A lesson in scapegoating
The Bangladesh Cricket Board (BCB) came down heavily on two players and their clubs for 'tarnishing the image of Bangladesh cricket'.
Tasnim Hasan and Sujon Mahmud have been banned for 10 years each while their clubs, Lalmatia Club and Fear Fighters Sporting Club, have been scratched from playing in any division of the Dhaka league for their role in the Dhaka Second Division League matches.
Sujon had conceded 92 runs off four balls while playing for Lalmatia against Axiom Cricketers. It seems an atrocious performance but exposed the underlying ills in domestic cricket. But it was also a statistical anomaly that had attracted the attention of the cricketing world and forced the BCB to form a special committee to look into the matter. The special committee found that Fear Fighters' Tasnim had also voluntarily conceded 69 runs in 1.1 overs against Indira Road Krira Chakra the day before the Lalmatia-Axiom game in protest of alleged biased umpiring.
What Sujon did out of frustration at 'biased umpiring' has apparently been proven by BCB's special committee as a 'crime' against the image of the country's cricket. The captains, managers and coaches of both teams have also been handed five-year suspensions. However, umpires Shamsur Rahman and Azizul Bari, who were officiating in both matches, have been banned for six months for their inability to handle the matches properly; that ruling must have brought a sigh of relief to the match officials as they will not miss any cricket next season.
You may have a lot of questions in your mind regarding the justification of the punishments but BCB have apparently solved the recurring bane of alleged biased umpiring through this one harsh judgement on the players and the clubs.
But even if you accept the vague terms of 'tarnishing image' and that BCB just follows their own rules, one question must be asked -- whether the game's governing body in the country was sincere enough to go to the root of the problem or were they only looking for some scapegoats.
BCB's umpires committee have the sole authority to allocate match officials but the clubs have long been raising their voices at the committee's deaf ears about taking action against certain umpires and asking that they not be awarded any matches.
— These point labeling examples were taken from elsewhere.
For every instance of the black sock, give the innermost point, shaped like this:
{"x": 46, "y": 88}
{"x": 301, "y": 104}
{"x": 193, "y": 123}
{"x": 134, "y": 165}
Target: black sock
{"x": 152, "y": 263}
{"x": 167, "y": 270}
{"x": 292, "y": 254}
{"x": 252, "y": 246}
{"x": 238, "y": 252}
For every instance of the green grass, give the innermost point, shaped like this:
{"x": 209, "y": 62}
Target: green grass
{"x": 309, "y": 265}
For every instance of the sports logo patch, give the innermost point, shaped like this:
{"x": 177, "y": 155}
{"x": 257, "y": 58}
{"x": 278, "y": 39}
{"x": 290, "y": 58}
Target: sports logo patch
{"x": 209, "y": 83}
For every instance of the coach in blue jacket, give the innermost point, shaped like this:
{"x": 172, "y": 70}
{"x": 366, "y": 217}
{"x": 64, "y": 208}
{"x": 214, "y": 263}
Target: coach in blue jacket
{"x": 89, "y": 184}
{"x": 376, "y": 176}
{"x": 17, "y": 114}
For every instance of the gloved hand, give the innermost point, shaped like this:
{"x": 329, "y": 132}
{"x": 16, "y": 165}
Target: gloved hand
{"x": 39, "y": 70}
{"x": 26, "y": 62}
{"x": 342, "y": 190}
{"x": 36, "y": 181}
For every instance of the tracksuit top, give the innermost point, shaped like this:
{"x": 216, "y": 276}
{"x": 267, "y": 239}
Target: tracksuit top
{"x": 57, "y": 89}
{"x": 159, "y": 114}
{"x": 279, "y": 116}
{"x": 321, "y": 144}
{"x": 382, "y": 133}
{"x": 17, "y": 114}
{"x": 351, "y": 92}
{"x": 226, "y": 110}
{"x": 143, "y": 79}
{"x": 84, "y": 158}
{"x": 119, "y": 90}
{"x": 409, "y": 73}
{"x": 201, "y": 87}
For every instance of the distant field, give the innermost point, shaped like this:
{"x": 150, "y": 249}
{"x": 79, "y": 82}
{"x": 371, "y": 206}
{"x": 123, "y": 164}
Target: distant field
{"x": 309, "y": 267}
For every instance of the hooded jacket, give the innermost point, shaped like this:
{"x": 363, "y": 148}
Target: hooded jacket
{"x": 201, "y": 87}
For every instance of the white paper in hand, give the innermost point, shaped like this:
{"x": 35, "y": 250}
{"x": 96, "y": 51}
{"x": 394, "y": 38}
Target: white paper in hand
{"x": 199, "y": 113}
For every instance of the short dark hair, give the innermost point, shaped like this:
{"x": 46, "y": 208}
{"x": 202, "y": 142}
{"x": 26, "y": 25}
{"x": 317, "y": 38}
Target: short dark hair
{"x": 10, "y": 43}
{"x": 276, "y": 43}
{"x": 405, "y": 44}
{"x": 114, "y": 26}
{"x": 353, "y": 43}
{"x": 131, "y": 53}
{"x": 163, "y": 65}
The committee was even reluctant to entertain requests about the issue from the Cricket Committee of Dhaka Metropolis (CCDM).
Kazi Yusha Mishu and Sailab Hossain Tutul have been occupying the posts of chairman and member-secretary of the BCB's umpires committee respectively for such a long time that many could not recall when they started, and it seems that their aptitude for the posts is directly proportional to their loyalty towards the powerful.
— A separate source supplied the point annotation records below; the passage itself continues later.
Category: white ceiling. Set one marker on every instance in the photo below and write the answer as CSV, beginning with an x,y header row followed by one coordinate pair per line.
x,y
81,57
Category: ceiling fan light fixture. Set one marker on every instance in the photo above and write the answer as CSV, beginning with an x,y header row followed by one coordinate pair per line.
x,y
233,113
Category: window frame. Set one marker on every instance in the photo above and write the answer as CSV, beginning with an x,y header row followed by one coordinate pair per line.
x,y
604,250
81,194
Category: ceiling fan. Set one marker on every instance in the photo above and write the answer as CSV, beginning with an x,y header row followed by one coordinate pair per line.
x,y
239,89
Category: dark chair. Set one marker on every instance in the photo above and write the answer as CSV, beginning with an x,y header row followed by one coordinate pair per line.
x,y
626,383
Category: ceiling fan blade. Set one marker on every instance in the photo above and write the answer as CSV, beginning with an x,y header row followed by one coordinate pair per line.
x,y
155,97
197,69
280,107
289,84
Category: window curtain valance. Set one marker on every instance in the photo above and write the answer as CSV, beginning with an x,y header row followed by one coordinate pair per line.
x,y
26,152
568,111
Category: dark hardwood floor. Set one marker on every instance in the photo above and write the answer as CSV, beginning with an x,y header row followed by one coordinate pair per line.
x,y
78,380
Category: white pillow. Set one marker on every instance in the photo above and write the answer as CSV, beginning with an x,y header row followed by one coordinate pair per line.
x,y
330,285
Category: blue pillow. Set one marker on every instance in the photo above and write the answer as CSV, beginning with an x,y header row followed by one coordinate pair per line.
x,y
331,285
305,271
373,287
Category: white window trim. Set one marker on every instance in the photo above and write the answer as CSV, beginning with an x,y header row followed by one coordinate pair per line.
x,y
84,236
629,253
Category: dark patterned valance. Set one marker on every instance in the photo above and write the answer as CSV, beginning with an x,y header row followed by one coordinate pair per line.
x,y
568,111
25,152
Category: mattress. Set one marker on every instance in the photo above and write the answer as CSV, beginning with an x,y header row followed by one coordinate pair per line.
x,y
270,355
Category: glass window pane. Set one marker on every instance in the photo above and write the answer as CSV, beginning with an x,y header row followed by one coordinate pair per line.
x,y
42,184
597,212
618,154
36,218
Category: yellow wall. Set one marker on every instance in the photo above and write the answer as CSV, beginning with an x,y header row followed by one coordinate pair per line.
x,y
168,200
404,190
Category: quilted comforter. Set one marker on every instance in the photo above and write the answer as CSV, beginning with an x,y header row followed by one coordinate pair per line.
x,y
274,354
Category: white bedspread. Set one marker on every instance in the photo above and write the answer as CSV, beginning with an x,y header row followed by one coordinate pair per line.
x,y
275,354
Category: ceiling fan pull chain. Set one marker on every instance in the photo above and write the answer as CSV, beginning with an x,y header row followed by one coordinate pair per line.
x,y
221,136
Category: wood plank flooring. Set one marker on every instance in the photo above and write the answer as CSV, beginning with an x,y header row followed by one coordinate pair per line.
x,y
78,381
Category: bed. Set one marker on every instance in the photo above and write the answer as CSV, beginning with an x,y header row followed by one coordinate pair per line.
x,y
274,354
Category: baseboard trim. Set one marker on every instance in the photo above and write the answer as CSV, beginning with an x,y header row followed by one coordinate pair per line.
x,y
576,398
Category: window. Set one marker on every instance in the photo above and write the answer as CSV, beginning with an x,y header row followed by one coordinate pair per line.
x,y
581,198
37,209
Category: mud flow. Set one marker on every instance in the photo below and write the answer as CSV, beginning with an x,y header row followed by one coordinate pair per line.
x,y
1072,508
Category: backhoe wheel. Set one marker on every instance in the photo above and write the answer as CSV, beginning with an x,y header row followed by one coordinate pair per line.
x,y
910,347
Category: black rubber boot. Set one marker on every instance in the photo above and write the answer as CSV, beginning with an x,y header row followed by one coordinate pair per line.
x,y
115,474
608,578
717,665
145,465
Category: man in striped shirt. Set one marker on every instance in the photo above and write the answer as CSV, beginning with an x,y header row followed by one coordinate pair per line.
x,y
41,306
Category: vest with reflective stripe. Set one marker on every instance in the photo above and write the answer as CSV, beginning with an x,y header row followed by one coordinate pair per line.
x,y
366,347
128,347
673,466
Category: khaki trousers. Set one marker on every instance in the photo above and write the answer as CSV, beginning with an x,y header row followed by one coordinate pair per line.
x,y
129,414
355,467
Even as biased umpiring has gradually and silently been decaying Bangladesh cricket and there was a need to revamp the committee to solve this perennial problem, BCB has so far showed little urgency to solve it.
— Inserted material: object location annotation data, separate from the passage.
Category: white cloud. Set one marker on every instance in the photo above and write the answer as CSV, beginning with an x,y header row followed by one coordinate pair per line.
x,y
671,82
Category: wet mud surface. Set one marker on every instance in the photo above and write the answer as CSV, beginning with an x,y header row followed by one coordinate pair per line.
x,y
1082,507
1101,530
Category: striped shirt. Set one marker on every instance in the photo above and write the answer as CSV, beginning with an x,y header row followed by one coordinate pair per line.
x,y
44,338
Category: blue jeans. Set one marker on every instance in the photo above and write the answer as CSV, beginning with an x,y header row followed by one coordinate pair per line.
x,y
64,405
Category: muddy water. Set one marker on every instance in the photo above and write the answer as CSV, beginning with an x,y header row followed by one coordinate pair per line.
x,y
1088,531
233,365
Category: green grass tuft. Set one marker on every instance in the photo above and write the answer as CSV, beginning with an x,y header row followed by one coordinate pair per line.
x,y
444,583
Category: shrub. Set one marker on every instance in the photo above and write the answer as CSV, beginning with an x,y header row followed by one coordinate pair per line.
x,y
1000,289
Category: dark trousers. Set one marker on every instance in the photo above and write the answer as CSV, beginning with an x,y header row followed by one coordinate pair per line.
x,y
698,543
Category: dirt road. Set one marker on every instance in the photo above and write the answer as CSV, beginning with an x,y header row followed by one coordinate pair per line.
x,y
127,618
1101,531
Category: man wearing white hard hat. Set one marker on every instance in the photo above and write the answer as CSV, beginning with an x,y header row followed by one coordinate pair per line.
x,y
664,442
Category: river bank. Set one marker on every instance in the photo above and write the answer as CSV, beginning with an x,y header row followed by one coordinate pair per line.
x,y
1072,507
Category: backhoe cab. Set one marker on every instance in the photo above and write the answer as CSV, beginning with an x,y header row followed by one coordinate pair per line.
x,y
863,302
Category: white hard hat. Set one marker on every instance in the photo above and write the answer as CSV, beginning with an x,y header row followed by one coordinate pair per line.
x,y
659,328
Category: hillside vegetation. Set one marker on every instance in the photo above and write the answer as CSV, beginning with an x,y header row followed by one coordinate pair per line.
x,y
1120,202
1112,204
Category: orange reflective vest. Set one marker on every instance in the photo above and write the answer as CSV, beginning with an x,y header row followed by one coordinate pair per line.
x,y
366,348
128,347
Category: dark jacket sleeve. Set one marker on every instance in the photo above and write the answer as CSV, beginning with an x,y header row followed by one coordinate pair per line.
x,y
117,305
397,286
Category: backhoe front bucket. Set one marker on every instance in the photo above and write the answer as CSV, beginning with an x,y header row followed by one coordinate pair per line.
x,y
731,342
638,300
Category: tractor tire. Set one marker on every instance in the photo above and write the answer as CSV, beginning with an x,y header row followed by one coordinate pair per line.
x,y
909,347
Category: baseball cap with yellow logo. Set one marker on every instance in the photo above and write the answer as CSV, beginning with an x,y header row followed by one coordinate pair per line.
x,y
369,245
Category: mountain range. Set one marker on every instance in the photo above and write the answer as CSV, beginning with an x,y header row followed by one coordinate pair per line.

We wish that this punishment could solve the evil practice of deciding the fate of a match beyond the boundaries of the playing field where every stakeholders, starting from club officials to umpires, engage in backroom dealings. It is a practice that has been going on for years, especially at the lower levels of domestic cricket and with the full knowledge of the board. But unfortunately, the nature of the punishment hints that the board's wrath was focused on those who, even if wrongfully, tried to portray the true picture of the ills of domestic cricket while failing to address the root of all evils.